KARA VAGON İkindi güneşinin bulutların arkasına saklanıp, gökyüzünün kızıllığı solmaya yüz tuttuğu saatlerde fabrikanın düdüğü çalmaya başlardı. Kuşlar kanatlarını çırparak havalanır, fabrikadan çıkan insanlar...
Yine aynı sokaklardan, caddelerden, kaldırımlardan geçtim. Yine aynıydı insanlar; düşünceli. Niye hep düşünürdü insanlar? Neden hep bir arayış içinde sürüklenir, niye olduklarıyla kabul etmez hayatı? Neden seni düşünürüm Fatma?

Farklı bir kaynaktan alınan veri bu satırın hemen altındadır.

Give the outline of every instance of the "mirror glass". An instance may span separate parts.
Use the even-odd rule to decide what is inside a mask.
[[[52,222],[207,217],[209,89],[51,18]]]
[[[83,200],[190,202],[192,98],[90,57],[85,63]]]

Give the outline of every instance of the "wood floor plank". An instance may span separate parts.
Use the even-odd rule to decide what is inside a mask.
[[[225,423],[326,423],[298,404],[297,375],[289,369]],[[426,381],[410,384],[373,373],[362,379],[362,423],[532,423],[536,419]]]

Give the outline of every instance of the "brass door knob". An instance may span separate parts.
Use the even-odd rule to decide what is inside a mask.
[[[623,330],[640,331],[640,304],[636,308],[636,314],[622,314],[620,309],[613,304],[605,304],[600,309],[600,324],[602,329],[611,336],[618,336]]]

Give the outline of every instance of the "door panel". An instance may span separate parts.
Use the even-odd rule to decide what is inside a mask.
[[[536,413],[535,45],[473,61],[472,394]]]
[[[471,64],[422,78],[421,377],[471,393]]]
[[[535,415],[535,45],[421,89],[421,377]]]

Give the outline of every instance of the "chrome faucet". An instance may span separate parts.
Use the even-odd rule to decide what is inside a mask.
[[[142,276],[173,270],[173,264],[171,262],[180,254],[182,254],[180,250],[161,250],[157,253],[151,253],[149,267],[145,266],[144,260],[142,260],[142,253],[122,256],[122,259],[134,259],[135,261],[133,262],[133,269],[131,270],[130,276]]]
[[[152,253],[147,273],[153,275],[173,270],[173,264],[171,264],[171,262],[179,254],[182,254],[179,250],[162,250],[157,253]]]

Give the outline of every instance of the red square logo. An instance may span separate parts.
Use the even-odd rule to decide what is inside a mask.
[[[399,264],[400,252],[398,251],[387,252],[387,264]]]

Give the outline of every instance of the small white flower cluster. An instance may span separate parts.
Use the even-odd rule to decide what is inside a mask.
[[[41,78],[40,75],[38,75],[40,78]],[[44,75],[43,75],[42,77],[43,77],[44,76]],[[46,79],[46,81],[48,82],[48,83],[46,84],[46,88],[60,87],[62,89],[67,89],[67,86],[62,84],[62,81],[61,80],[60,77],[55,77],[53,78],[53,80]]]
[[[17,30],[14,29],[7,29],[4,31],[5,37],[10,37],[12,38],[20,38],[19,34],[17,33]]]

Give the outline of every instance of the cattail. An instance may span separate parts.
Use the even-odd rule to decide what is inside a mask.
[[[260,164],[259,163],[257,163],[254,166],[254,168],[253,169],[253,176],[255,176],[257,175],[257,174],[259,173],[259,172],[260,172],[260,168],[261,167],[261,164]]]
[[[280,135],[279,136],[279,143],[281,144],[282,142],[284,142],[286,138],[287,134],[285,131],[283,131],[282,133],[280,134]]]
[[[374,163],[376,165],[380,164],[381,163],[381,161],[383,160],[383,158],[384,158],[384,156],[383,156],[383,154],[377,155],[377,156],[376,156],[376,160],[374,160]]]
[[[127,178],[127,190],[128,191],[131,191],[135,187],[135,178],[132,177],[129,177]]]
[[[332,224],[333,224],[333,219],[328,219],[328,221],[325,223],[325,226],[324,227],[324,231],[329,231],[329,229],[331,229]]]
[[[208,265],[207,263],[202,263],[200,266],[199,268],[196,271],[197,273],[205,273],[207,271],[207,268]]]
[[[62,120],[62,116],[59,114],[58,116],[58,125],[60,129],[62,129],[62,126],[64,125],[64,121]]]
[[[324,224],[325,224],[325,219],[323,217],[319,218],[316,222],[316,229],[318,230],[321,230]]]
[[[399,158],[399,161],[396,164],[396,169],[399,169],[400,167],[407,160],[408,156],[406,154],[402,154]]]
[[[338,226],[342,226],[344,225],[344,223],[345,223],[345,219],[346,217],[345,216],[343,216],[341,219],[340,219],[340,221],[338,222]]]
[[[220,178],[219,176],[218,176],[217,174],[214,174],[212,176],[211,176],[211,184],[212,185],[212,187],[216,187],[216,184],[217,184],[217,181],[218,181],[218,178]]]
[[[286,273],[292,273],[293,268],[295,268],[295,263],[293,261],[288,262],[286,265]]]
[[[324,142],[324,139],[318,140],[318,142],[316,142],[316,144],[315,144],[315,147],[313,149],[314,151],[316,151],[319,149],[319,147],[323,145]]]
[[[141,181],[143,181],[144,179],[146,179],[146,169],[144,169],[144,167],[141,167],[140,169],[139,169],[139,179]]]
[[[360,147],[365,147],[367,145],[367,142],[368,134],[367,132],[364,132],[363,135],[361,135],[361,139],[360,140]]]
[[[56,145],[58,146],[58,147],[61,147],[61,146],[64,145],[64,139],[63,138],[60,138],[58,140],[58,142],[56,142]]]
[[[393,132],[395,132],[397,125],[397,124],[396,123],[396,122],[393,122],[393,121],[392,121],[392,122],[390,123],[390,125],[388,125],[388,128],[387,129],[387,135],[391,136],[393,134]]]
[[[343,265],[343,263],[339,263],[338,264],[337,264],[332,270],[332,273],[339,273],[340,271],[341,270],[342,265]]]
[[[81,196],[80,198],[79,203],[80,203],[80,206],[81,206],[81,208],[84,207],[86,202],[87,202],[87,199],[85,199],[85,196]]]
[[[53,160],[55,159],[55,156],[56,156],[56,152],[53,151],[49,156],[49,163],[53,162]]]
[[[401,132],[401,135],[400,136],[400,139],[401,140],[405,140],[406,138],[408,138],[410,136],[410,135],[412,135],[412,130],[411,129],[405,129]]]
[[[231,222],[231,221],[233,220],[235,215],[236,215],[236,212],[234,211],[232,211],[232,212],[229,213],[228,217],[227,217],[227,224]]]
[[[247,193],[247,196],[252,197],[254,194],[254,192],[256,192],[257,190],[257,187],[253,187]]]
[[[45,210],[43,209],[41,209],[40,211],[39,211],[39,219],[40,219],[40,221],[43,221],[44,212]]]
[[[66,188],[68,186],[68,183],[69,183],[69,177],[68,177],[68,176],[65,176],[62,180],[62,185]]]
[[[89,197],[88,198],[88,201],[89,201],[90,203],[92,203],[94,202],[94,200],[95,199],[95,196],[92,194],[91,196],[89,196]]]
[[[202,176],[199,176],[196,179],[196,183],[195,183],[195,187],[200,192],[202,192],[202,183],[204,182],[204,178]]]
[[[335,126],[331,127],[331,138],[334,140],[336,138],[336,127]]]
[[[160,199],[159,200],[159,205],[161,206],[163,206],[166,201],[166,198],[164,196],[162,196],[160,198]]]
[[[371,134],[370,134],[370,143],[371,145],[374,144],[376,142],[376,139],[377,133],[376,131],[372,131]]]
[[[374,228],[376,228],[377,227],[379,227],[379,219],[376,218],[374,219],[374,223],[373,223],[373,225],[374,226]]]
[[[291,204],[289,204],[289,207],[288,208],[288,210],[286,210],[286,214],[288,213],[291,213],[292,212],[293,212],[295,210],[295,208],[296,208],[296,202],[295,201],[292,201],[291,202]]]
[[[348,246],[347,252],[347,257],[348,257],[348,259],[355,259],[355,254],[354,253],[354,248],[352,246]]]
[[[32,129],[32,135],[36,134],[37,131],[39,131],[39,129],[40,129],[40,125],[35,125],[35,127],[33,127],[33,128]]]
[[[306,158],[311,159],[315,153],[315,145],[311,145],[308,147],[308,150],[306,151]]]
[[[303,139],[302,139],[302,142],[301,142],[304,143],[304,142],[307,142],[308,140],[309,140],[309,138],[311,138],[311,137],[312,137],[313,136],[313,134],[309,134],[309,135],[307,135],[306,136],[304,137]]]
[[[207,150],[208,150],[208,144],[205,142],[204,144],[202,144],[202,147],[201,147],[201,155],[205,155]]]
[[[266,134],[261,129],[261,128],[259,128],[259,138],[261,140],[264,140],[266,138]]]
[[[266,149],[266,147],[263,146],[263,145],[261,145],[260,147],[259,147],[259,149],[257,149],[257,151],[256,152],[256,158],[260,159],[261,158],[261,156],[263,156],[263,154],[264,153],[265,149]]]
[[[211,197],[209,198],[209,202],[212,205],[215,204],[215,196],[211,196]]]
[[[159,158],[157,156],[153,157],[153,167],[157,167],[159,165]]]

Otobüse bindim. Kalabalık. “Az yanaşın!”dedi şoför. “Peki” dedim. “Arkaya doğru ilerleyelim abi!” Dedi. Yine “peki” dedim. Az ilerledim. Önümde, cama kafasını koymuş öylece beni izleyen bir kadınla bakıştık. Küçük alnı, ağzı ve emilmekten yorulmuş gibi duran biçimli dudakları… Aklımda türlü türlü haylazlıklar… Vazgeçtim. Önüme baktım. Otobüs durdu. Arkada oturan genç indi. Seni hatırladım Fatma. Seninle seviştiğimiz, kucaklaştığımız, kahkaha attığımız günleri… Kadın bana bakıyordu. Bu kez gözlerim beyaz gömleğinin açılmış düğmelerine kaydı. Yine aklımda haylazlıklar ve içimdeki liseli gencin hırsıyla doldum. Ah Fatma ne güzel sarardın beni! Ne güzel nefes alıp verirdin yani başımda. Hatırlar mısın, bilmem kar yağıyordu, herkesler soğuktan evine kaçar, sen soğuğun içinde çocuklar gibi şen şakrak oynardın. Ah Fatma! Kadının gözleri kocaman, derin. Yanakları al al, burnu nohut tanesi kadar ufak, sacları siyah. Seni hatırladım Fatma, ikimizi.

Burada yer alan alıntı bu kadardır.